Reply to  Nigel Harris
October 26, 2014 8:28 am

The NCDC reports a mean global average surface temperature for July of 15.8C in the 20th C, and 12.0C for January. See links given earlier.

Reply to  Nigel Harris
October 26, 2014 12:56 pm

I found for the equatorial temperatures in 2014: Global: 26.3°C (Jan) and 25.9 °C (Jul), land only: 25.9 °C (Jan) and 25.0 °C (Jul), oceans only: 26.4 °C (Jan) and 26.1 °C (Jul). So the difference is about 0.6 °C.

dynam01
October 26, 2014 8:06 am

Reblogged this on I Didn't Ask To Be a Blog and commented:
“The climate system is not some inanimate object that is simply pushed around by external forcings.”

Cold in Wisconsin
October 26, 2014 9:04 am

Where are the error estimates in the original data above? When discussing changes of 0.25 W/m2 how does that compare to measurement error?

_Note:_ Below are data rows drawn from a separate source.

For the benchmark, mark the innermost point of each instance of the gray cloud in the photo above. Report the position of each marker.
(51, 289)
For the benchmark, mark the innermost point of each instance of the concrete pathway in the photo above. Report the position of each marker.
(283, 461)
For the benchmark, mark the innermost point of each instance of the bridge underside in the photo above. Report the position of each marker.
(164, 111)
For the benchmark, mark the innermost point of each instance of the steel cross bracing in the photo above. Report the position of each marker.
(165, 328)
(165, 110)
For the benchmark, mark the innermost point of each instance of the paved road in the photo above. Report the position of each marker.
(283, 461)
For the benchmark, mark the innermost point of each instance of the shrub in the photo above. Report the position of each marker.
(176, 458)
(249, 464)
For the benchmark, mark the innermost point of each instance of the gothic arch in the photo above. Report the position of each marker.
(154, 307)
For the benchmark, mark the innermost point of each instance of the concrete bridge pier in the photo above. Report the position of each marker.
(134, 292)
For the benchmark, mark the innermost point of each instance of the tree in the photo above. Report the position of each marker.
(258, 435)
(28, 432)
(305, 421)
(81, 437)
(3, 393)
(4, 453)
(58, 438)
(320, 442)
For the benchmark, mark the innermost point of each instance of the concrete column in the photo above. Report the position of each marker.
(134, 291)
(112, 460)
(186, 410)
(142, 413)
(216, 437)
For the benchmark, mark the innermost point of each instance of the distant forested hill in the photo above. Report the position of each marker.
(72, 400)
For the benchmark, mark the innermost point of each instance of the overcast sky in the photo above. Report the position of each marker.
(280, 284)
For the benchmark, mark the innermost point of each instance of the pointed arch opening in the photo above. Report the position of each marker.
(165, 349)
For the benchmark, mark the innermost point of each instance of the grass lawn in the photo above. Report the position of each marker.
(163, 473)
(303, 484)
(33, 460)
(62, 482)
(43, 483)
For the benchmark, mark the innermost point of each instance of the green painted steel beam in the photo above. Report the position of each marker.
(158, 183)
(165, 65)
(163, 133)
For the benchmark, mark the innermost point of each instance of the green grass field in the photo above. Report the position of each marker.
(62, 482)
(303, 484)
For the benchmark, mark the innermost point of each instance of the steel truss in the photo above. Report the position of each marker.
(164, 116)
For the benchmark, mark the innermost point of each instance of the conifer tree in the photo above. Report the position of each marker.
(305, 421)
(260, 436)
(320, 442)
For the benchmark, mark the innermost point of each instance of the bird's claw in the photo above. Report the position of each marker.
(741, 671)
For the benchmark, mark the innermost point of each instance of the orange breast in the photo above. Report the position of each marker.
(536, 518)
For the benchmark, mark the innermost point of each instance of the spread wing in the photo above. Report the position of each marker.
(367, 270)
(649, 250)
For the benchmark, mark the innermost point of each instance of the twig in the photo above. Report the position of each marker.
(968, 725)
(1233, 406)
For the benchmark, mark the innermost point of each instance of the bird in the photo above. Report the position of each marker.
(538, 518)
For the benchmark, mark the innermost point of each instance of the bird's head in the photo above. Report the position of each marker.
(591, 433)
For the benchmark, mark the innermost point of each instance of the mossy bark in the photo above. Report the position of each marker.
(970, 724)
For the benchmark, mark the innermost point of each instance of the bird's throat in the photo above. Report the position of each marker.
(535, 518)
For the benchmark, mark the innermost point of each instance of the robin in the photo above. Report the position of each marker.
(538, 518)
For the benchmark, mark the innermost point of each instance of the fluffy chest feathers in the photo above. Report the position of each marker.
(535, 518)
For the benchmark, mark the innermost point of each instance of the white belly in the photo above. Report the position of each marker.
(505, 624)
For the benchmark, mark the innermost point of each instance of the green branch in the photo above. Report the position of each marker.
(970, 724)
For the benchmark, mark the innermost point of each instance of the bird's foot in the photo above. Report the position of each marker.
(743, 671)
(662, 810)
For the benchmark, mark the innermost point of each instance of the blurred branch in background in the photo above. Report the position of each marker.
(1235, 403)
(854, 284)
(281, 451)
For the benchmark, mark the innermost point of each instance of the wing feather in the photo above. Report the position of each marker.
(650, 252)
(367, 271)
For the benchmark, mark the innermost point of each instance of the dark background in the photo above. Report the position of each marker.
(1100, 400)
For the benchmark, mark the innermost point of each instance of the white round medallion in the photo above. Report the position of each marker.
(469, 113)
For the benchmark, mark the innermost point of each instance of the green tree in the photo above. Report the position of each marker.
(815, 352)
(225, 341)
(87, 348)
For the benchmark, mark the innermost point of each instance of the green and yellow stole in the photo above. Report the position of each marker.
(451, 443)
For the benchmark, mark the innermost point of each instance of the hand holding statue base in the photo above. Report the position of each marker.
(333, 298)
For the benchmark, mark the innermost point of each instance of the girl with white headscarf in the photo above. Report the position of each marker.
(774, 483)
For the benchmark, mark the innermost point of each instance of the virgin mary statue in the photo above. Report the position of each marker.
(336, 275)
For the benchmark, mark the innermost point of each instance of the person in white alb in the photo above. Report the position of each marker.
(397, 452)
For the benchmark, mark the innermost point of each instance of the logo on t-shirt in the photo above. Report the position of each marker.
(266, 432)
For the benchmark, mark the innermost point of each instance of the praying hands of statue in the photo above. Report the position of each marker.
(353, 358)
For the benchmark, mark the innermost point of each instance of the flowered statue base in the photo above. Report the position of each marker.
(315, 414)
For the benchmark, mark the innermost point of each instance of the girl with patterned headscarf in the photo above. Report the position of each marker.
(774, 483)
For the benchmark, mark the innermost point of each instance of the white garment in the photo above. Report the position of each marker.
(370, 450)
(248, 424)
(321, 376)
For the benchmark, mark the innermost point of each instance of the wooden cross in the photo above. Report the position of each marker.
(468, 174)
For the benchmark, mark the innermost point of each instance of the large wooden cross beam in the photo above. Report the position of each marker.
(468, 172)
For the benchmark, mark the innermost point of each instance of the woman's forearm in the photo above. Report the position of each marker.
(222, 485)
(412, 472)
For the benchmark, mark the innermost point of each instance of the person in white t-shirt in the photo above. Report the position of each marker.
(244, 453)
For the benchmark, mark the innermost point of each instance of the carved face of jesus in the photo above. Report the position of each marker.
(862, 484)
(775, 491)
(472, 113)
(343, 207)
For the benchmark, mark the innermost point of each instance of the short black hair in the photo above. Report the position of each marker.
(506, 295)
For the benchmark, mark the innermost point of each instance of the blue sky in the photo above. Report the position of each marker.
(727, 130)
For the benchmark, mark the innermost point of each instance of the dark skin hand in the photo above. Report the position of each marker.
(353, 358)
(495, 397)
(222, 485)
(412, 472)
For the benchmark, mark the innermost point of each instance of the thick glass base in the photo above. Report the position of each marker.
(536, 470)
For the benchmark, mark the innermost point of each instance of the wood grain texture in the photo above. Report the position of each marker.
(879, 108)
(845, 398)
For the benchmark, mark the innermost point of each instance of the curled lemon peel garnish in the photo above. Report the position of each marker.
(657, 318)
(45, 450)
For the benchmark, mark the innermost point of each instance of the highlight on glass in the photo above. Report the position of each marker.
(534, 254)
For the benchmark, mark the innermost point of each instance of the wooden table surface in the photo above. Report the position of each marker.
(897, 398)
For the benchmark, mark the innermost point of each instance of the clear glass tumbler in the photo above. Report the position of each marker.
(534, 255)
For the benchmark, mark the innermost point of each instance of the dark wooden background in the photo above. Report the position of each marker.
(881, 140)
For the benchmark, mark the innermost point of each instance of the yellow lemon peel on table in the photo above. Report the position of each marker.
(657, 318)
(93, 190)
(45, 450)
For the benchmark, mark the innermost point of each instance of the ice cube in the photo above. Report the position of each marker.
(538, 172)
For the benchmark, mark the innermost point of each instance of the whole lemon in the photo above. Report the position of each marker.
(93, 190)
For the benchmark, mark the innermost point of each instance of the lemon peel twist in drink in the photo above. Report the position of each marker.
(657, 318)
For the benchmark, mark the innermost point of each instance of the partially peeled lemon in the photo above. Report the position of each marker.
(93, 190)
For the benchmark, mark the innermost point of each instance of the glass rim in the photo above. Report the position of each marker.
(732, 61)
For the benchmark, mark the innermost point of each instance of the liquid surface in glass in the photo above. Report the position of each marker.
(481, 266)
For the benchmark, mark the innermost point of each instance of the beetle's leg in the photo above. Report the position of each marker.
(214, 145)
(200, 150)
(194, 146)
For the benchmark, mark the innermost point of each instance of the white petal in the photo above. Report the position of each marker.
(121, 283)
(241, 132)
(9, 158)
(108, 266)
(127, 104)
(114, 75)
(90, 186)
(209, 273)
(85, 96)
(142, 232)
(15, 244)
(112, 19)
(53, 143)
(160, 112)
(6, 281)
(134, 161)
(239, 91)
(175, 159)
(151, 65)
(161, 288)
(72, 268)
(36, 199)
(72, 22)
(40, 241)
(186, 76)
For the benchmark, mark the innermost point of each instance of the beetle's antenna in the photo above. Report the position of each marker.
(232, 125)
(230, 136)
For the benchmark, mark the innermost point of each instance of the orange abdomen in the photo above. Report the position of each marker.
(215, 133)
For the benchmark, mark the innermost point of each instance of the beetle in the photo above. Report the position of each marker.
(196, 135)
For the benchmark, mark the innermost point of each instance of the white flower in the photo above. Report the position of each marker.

Reply to  Cold in Wisconsin
October 26, 2014 11:19 am

The measurement error is 0.002 W/m2

Gary Pearse
October 26, 2014 9:24 am

“….where is the effect of the ~ 22 W/m2 annual variation in the amount of sun hitting the earth? That annual change is a thousand times the size of the eleven-year TSI change.”
Willis, a little foggy this morning but isn’t 0.2W/m^2, 1/100th of 22W/m^2, not 1/1000th?

October 26, 2014 10:21 am

From Willis
In this way, the system reacts to maintain the same temperature despite the changes in forcing.
Which is proven FALSE by looking at the historical climate record and seeing all the many large abrupt climate changes that have taken place. Stability hardly being the case.
I go by the data , and the data does not support the climate system maintains the same temperatures when changes in forcing take place.

October 26, 2014 10:23 am

Why should there be a correlation between Berkeley Temperature Anomaly and Leif’s historical TSI if 11-year solar variations have no relationship with earths temperature?comment image
The mechanism that is always overlooked is orbital influence on both Solar variations and planetary temperature variations.comment image
And this overlooked orbital influence also correlates well with variations in cosmic radiation.comment image
And higher resolution of cosmic rays show a clear 11-year solar variation.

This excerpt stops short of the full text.